Subtract the $59 Boost membership and the $325 Gold annual fee. Net annual benefit: roughly $806 to $956, compared to $0 before. That's the gap between "I shop at Kroger" and "I shop at Kroger strategically."
If you'd rather take straight cash and skip the points-and-miles game, swap Amex Gold for Blue Cash Preferred. You'll cap out the 6% bucket at $6,000 ($360 cashback), then run the remaining $4,400 on a 1% card or switch to a second supermarket card. Net: about $470 in straight cash plus the same $208 fuel savings and $150 to $300 in coupons. Easier to think about, slightly less total value, but no transfer-partner research required.
Where this strategy stops working
Three places to watch out for. First, warehouse clubs don't count as supermarkets for any of the cards above. Costco doesn't accept Amex at all except the Costco Anywhere Visa. Sam's Club takes most cards but codes as a warehouse merchant, not a supermarket, so Amex Gold's 4x doesn't apply, and neither does Blue Cash Preferred's 6%. BJ's Wholesale Club has the same problem. If you're a warehouse shopper, you need a different card strategy (the Costco Visa for Costco, a flat-rate 2% card for Sam's and BJ's).
Second, Walmart and Target also don't code as supermarkets on most card networks. Walmart is its own merchant category and Target codes as a department store. Even though both sell groceries, the 6% Blue Cash Preferred rate and 4x Amex Gold rate don't apply at either. The Target RedCard handles Target at 5% off; for Walmart, a 2% flat-rate card is usually the right call unless they're running a Walmart+ promotion.
Third, third-party delivery services. If you order Kroger groceries through Instacart, the charge will often code as Instacart rather than as a Kroger supermarket purchase, which means you lose the supermarket bonus. If you want the 4x or 6%, order through Kroger.com or the Kroger app directly and use Kroger's own delivery or pickup. Boost+ includes delivery, which solves this problem cleanly.
How to actually run this
- Sign up for Kroger Plus at kroger.com or any Kroger family register. Free, takes two minutes.
- Decide on Boost. If you spend over $50 per week at Kroger or buy gas at a Kroger or Shell station twice a month, the entry tier pays for itself. Start with Boost (not Boost+) unless you want delivery.
- Open the Kroger app. Spend five minutes loading every digital coupon that looks relevant.
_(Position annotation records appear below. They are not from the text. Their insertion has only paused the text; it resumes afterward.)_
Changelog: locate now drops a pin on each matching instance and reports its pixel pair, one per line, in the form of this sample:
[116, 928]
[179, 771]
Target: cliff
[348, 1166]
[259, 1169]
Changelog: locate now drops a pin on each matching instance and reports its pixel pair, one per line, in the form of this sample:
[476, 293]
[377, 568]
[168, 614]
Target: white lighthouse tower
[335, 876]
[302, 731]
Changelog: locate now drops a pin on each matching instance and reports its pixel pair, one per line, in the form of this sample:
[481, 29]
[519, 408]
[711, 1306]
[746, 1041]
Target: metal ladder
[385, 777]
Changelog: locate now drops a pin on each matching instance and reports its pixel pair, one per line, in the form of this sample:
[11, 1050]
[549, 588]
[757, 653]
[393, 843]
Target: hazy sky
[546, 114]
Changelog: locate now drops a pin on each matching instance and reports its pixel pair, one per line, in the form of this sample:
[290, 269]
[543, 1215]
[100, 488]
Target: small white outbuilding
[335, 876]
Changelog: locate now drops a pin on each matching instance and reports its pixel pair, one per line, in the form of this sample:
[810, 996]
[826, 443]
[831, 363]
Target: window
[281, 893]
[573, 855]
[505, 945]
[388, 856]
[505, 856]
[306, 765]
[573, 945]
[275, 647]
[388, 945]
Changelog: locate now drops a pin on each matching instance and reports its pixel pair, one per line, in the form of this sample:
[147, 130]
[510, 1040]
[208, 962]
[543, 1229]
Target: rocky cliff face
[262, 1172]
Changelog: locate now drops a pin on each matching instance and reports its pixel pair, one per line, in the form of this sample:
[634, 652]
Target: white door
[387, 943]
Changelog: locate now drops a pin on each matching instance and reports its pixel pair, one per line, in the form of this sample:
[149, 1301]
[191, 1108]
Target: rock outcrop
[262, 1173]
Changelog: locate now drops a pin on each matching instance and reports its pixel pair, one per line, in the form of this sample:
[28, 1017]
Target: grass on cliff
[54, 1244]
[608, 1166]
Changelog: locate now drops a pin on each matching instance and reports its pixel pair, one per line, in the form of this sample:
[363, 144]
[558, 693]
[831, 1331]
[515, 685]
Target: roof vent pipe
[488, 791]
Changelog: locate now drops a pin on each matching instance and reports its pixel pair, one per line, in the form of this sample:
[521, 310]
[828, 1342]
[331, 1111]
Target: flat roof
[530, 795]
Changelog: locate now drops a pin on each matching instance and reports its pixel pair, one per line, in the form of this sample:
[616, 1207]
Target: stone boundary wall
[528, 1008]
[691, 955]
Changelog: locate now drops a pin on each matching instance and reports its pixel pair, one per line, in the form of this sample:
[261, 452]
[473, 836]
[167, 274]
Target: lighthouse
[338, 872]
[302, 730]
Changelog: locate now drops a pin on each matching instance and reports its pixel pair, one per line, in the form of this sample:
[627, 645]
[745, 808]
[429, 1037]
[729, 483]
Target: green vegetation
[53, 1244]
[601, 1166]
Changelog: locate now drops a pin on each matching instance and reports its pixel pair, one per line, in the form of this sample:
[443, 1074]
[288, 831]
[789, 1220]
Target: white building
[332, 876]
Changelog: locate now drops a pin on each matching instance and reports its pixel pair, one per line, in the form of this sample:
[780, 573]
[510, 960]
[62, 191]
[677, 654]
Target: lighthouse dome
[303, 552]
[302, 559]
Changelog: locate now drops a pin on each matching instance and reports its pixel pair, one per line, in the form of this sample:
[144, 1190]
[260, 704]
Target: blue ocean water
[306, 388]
This is the part most people skip, and it adds up.
- Choose your card. If you already carry Amex Gold or Blue Cash Preferred, you're set. If you don't, Blue Cash Preferred is the simpler entry point for a cash-focused household; Amex Gold makes more sense if you also want transferable points for travel.
- At checkout, scan your Plus card first (digital or physical), then pay with the card. Fuel points and credit card rewards both post on the same transaction.
- At the pump, enter your phone number or scan the app. The Shell pumps will prompt you for Kroger fuel points if your number is in the system.
The whole setup takes maybe twenty minutes to put in place and then runs itself. For a household spending real money at the grocery store, it's the closest thing to free money the card world offers.